We have found that the MPO 463GA genotype was associated with a decreased risk of developing bladder cancer (p = 0.049; OR = 0.696; 95% CI 0.484-0.999). In contrast, we have found that the NQO1 609CT genotype could increase the risk of bladder cancer patients (p = 0.0039; OR = 1.454; 95% CI = 1.017-2.078). Moreover, patients with "NQO1 609 CT/IVS1-27 CG" genotype show a 2.180-fold increasing risk for developing bladder cancer in comparison to the control group with wild genotype.
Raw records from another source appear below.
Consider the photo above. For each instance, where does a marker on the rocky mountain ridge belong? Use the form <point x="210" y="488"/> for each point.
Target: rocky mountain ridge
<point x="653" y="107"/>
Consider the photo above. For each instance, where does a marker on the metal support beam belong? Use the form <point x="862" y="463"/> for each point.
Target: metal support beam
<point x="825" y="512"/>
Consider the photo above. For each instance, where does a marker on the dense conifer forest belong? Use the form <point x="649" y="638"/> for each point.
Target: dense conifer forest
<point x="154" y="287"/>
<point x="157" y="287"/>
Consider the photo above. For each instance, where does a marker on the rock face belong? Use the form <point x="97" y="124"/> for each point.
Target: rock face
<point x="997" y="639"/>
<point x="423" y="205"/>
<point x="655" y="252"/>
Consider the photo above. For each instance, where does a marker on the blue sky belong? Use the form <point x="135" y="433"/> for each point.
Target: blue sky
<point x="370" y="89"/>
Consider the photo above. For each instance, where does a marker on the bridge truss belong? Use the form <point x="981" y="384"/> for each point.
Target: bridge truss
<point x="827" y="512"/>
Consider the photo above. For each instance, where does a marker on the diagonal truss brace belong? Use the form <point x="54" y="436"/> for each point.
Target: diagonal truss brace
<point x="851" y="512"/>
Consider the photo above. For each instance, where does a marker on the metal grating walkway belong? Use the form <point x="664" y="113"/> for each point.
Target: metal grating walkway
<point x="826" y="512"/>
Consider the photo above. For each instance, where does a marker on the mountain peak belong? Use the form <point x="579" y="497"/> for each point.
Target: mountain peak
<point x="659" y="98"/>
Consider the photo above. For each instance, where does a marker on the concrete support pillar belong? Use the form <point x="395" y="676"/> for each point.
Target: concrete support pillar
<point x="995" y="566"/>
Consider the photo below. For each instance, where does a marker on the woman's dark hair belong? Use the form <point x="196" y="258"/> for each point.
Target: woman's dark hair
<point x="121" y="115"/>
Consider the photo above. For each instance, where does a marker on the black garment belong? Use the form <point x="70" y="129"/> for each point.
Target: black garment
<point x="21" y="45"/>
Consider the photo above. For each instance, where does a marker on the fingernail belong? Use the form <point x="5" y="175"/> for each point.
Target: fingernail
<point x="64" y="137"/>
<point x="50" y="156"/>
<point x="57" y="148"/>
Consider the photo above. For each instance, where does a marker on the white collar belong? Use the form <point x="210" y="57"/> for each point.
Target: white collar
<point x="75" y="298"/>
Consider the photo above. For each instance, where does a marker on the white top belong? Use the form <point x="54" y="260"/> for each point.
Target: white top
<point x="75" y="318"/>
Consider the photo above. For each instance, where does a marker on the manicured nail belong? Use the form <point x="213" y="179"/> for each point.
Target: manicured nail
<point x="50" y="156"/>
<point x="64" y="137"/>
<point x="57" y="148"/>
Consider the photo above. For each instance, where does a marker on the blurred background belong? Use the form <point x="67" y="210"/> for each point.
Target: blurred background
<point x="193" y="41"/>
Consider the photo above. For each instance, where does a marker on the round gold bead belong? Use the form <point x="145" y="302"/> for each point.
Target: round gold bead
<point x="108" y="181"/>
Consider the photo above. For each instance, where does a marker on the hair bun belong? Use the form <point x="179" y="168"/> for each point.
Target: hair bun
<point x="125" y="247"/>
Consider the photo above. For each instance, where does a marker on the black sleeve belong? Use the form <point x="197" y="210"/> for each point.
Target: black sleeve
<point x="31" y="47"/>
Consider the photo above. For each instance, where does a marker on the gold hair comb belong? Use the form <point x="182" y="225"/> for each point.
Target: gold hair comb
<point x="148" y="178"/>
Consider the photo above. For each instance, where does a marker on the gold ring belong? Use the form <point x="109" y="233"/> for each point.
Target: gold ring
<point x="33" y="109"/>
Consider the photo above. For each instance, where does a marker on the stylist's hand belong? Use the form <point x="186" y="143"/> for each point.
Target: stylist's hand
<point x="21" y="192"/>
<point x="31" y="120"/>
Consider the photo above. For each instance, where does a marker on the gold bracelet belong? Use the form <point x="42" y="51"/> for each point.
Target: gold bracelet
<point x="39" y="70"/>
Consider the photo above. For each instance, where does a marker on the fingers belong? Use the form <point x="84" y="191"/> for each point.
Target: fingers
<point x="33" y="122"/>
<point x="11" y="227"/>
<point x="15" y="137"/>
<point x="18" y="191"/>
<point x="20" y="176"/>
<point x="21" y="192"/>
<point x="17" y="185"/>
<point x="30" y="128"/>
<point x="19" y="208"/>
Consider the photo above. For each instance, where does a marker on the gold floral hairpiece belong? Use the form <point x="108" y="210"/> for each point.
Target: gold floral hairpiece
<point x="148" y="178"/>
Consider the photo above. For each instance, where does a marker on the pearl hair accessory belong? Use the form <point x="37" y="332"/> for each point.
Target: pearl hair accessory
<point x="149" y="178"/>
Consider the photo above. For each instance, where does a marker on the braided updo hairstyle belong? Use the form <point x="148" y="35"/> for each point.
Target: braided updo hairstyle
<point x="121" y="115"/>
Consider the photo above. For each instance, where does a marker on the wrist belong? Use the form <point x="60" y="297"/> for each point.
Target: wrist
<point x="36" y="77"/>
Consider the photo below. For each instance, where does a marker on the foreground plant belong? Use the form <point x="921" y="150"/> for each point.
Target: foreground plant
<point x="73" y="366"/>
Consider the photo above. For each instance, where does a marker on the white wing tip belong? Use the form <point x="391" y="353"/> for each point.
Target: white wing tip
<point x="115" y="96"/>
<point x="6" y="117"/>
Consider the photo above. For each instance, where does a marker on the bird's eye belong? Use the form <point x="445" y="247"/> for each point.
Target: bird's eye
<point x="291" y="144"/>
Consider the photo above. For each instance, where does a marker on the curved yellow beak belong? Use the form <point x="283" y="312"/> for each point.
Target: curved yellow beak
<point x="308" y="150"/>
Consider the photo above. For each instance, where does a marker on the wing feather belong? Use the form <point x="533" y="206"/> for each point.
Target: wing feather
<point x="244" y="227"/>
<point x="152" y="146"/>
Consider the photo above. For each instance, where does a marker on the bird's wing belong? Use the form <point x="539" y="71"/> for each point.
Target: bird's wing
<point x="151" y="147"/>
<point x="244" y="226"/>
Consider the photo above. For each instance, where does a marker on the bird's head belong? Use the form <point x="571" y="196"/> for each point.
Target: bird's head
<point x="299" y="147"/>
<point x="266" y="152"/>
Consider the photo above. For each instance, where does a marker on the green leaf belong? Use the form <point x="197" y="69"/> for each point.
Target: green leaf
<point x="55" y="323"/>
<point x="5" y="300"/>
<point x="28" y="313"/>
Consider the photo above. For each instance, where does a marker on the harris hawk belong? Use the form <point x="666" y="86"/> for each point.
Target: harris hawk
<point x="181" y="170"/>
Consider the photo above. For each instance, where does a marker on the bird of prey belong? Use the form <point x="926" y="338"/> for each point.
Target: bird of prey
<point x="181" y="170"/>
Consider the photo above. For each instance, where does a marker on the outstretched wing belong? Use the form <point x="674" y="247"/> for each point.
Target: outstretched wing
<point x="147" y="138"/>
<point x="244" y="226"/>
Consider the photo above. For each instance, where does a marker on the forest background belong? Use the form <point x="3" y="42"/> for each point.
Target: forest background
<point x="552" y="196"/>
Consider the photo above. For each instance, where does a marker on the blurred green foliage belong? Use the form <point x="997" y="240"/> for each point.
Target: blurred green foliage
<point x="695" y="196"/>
This OR is estimated at 5.6-fold in smokers patients with "NQO1 609 CT/IVS1-27 CG" genotype. Lastly, study findings suggest that the NQO1 IVS-27 *CG genotype (rs689452) is associated with a risk of progression to muscle invasive bladder cancer.

CONCLUSION

Our study suggests that environmental risk factors in association to NQO1 genotypes (NQO1 609 CT/IVS1-27 CG) play an important role in the development of bladder cancer in Tunisian population.

摘要

背景

烟酰胺腺嘌呤二核苷酸(P):醌氧化还原酶 1(1)(NQO1-HGNC:2874)和髓过氧化物酶(MPO-HGNC:7218)是两种参与异生物质代谢途径第二阶段的酶。

方法

本研究采用病例对照分析方法,研究了 NQO1(C609T,rs1800566;IVS1-27 C > G,rs689452)和 MPO(G463A,rs2333227)基因的遗传变异与突尼斯人群膀胱癌风险之间的关系。

结果

我们发现 MPO 463GA 基因型与膀胱癌发病风险降低相关(p=0.049;OR=0.696;95%CI 0.484-0.999)。相反,我们发现 NQO1 609CT 基因型可增加膀胱癌患者的风险(p=0.0039;OR=1.454;95%CI 1.017-2.078)。此外,与野生基因型对照组相比,携带“NQO1 609 CT/IVS1-27 CG”基因型的患者发生膀胱癌的风险增加 2.180 倍。在携带“NQO1 609 CT/IVS1-27 CG”基因型的吸烟者患者中,这种 OR 估计为 5.6 倍。最后,研究结果表明,NQO1 IVS-27*CG 基因型(rs689452)与膀胱癌进展为肌肉浸润性膀胱癌的风险相关。

结论

本研究表明,环境危险因素与 NQO1 基因型(NQO1 609 CT/IVS1-27 CG)在突尼斯人群膀胱癌的发生中起重要作用。